To T. H. Huxley   30 May [1865]1

Down. | Bromley. | Kent. S.E.

May 30

My dear Huxley

I thank you most sincerely for granting my request in so kind a manner.2

When ever you read the M.S. be so kind as to suspend your judgment until you have read the whole, & then turn the subject a little in your mind. I have thought of it much, more than appears in the M.S. & am becoming convinced that some such view will have to be adopted; but I see that it over throws in an uncomfortable manner one’s common view on ordinary development.3 The style of the M.S has to be improved.

You will have to take some of my facts & partial conclusions on trust, but the greater number of the facts will be quite as familiar to you as to me.

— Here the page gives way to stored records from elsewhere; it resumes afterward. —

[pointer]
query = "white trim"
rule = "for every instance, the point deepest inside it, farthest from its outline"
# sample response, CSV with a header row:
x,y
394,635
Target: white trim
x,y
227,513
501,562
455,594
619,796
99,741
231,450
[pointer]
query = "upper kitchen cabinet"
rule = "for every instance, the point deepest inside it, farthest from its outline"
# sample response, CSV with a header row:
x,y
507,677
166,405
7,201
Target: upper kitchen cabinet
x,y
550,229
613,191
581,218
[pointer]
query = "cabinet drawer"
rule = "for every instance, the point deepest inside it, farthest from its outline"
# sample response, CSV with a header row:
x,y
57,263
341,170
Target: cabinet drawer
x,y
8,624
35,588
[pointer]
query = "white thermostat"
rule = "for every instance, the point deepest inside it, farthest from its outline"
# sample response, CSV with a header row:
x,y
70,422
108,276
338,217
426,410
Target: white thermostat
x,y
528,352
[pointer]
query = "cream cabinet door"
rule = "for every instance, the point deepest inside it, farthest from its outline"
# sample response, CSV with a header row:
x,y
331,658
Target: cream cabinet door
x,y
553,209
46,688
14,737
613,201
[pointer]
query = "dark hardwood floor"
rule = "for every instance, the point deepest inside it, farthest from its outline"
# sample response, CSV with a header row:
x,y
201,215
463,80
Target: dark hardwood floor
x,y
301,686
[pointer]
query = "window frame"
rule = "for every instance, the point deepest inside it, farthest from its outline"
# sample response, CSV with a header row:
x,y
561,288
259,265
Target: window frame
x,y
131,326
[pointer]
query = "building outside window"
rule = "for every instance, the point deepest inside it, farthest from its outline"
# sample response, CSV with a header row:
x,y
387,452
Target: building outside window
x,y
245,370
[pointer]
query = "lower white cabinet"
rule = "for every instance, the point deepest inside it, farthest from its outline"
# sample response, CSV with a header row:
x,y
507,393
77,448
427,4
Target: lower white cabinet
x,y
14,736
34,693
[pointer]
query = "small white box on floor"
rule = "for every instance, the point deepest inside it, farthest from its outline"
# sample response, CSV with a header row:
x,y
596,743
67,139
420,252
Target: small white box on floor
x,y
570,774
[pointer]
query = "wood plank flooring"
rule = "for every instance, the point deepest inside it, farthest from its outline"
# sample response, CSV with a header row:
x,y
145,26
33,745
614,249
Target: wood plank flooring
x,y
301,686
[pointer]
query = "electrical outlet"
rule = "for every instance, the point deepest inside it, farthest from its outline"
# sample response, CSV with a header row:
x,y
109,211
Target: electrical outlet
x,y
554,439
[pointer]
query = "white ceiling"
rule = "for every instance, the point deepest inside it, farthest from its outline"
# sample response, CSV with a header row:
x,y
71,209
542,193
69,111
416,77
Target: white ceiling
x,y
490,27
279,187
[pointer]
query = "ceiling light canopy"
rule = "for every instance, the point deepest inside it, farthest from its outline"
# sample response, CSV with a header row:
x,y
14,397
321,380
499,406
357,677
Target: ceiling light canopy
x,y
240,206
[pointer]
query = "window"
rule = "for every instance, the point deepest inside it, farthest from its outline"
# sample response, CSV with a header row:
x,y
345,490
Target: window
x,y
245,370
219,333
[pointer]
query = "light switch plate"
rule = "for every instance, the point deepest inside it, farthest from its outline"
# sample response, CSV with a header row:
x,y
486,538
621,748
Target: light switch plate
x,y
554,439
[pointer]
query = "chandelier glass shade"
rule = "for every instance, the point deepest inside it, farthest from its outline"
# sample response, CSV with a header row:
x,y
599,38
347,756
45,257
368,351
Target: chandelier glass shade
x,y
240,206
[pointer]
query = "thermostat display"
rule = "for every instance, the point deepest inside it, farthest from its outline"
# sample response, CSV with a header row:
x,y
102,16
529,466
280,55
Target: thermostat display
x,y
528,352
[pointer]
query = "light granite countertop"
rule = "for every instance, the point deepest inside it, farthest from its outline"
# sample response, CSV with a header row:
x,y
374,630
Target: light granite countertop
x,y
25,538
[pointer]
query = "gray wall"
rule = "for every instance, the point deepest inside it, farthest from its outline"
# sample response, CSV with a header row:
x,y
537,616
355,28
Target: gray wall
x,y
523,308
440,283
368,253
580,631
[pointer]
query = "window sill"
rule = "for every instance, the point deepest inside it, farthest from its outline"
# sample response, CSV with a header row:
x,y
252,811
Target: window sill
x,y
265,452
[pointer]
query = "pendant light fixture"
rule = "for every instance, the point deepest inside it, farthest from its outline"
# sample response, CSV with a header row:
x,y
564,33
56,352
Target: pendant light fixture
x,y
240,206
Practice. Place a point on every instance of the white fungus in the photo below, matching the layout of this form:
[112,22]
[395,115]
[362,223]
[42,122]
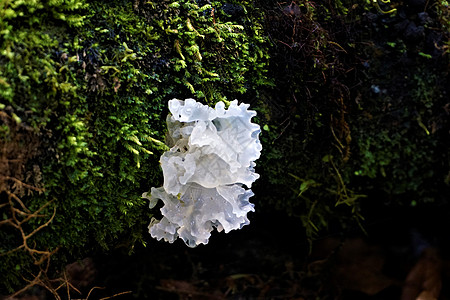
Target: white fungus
[210,161]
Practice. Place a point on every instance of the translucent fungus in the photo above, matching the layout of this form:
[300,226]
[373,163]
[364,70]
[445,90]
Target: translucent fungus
[210,161]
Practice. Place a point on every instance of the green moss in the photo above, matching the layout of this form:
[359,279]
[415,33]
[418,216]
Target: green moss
[92,78]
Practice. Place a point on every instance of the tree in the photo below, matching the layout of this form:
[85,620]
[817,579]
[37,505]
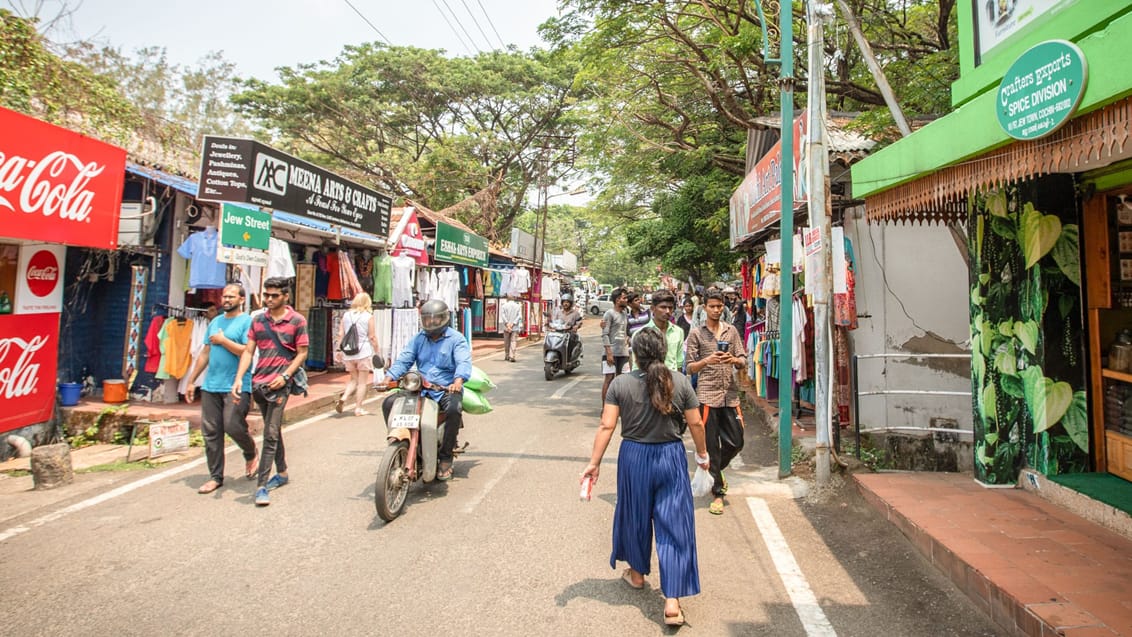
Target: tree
[439,130]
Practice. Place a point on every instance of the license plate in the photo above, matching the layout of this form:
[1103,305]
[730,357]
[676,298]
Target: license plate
[404,421]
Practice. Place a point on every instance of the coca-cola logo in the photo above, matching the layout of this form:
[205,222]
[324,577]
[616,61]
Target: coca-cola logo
[18,375]
[53,184]
[42,273]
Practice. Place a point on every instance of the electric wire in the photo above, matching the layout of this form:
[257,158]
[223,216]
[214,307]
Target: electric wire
[454,32]
[477,23]
[491,24]
[377,31]
[461,25]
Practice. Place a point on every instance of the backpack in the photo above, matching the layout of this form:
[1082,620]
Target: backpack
[350,345]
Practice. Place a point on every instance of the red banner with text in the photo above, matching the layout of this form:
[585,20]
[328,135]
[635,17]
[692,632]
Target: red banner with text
[58,186]
[28,358]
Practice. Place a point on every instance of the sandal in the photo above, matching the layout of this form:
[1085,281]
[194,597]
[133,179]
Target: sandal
[627,577]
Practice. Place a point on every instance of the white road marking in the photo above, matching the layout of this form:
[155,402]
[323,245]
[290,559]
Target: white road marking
[811,613]
[495,480]
[562,390]
[139,483]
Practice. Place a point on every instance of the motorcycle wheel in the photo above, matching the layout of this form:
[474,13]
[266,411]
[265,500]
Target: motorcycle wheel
[392,487]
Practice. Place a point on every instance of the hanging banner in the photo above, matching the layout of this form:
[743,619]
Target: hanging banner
[57,186]
[28,350]
[409,240]
[249,172]
[755,205]
[455,246]
[40,280]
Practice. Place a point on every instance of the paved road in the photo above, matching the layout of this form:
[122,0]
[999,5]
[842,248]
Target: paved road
[504,549]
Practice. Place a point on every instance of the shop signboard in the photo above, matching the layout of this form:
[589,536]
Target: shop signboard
[245,235]
[755,205]
[1000,19]
[410,240]
[58,186]
[248,172]
[28,344]
[40,280]
[1042,89]
[456,246]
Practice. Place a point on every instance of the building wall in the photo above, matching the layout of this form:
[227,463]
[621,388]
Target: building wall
[911,286]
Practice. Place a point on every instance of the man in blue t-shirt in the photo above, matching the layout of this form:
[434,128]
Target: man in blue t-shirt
[221,412]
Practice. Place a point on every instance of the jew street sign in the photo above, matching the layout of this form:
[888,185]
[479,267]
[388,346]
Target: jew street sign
[456,246]
[1042,89]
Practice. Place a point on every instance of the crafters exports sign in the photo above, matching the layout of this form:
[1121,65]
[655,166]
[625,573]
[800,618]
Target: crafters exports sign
[1042,89]
[248,172]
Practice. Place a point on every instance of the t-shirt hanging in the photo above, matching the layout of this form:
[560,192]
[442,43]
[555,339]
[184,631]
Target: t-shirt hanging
[204,270]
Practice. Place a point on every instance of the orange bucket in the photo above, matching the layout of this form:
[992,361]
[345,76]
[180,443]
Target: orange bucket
[113,390]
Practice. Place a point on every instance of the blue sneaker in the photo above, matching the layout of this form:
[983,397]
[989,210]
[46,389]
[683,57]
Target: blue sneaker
[277,481]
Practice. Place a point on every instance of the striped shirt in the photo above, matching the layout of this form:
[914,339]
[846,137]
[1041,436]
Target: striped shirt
[292,333]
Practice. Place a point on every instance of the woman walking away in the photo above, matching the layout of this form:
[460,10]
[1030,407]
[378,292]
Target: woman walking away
[359,364]
[653,491]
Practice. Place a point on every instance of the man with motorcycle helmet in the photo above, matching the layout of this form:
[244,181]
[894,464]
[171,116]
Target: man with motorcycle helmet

You will really do me a very great service & with cordial thanks believe me yours sincerely | Ch Darwin


The year is established by the relationship between this letter and the letter from T. H. Huxley, 29 May 1865.
CD had asked Huxley whether he would read and comment on the manuscript of his pangenesis hypothesis (see letter to T. H. Huxley, 27 May [1865], and letter from T. H. Huxley, 29 May 1865).
CD may be alluding to the view expressed in his manuscript, that there is no essential difference between sexual and asexual reproduction or between reproduction and continual growth (see Olby 1963, pp. 253–6; see also letter to J. D. Hooker, 4 April [1867] (Calendar no. 5485)). This represented a radical departure from CD’s earlier views on generation as expressed in his Notebooks (see Kohn 1980, pp. 83–7, and Hodge 1985, pp. 227–36). Olby has noted that CD’s revised position on reproduction partly reflected contemporary work on parthenogenesis that contributed to the undermining of the distinction between buds and germ-cells during the 1860s (Olby 1985, pp. 73–5, 80). See also Churchill 1979, and Farley 1982, pp. 72–111. On precursors to CD’s hypothesis of pangenesis, see Geison 1969, pp. 393–409.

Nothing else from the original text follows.